How does a multi core computer freeze (at the hardware level)

cpufreezemulti-core

I have a 4 core i7 computer that freezes. The display stays, but nothing will ever move again. This question is not about getting help on that particular problem, but a general question about how a computer can freeze.

And it is not about blue screens either. I am talking about a sudden, complete halt of the system. Although one can never be sure, here are what I mean by completly frozen :

  • Incator ligths on the keyboard (like caps lock) no longer toggle
  • Purpose built software that blinks an icon in the system tray no longer updates
  • No input possible (mouse, keyboard and power button) unresponsive
  • can't ping or WOL the computer
  • Music (read from network or localy stops)
  • Bluetooth radio no longer responsive
  • Closing and opening the cover has no effect
  • Will stay that way for hours and CPU stays somewhat cool (I can't reach it)

Way back when, your signle CPU could halt if it encountered an unexpected situation. Maybe an unknown opcode. The comptuter would suddenly freeze. If you had an ICE debugger attached to it, you could see the trace that led to the frozen CPU. I've seen that (too) often with Z80, 6800 and 8086 CPU.

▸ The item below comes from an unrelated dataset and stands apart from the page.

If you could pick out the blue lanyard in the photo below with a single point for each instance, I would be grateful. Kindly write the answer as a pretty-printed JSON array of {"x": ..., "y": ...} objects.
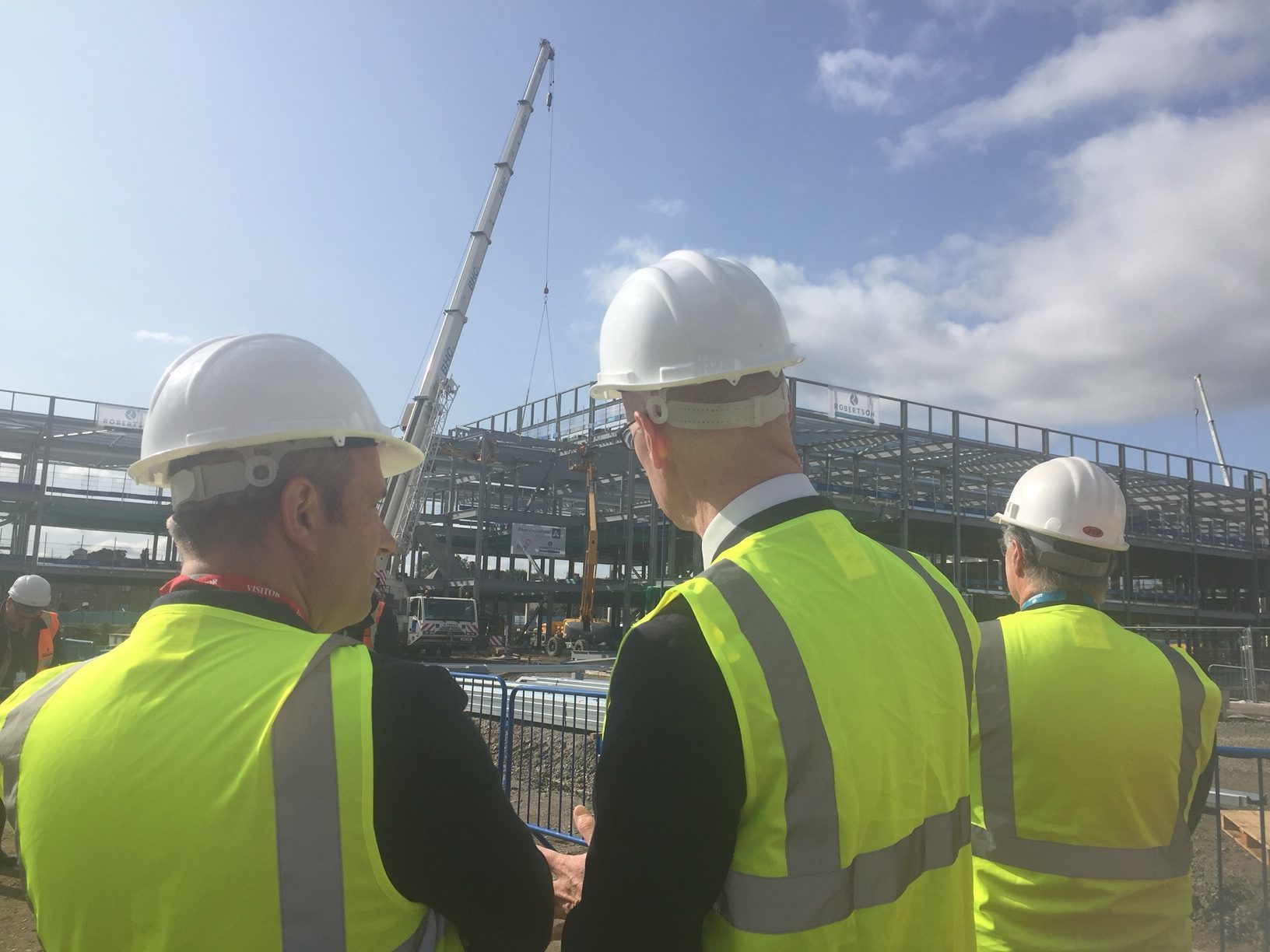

With multiple cores, why can't the computer run on the remaining cores, if only to write a core dump ? In other words, what other single point of failure are there on a multi-core computer ?

Best Answer

Given the description of the freeze you're describing, it does sounds like a hardware-level issue, however not necessarily caused by the CPU. That said, a multi-CPU system can definitely tangle itself into a deadlock on all cores, if each is running a thread or process that are each waiting on a resource the other thread/process has allocated. A search on "CPU deadlock" provides lots of details on possible conditions. A failure due to overheating or improper voltage settings could also cause intermittent behavior - although I've only seen systems shutdown or refuse to POST when this is the case.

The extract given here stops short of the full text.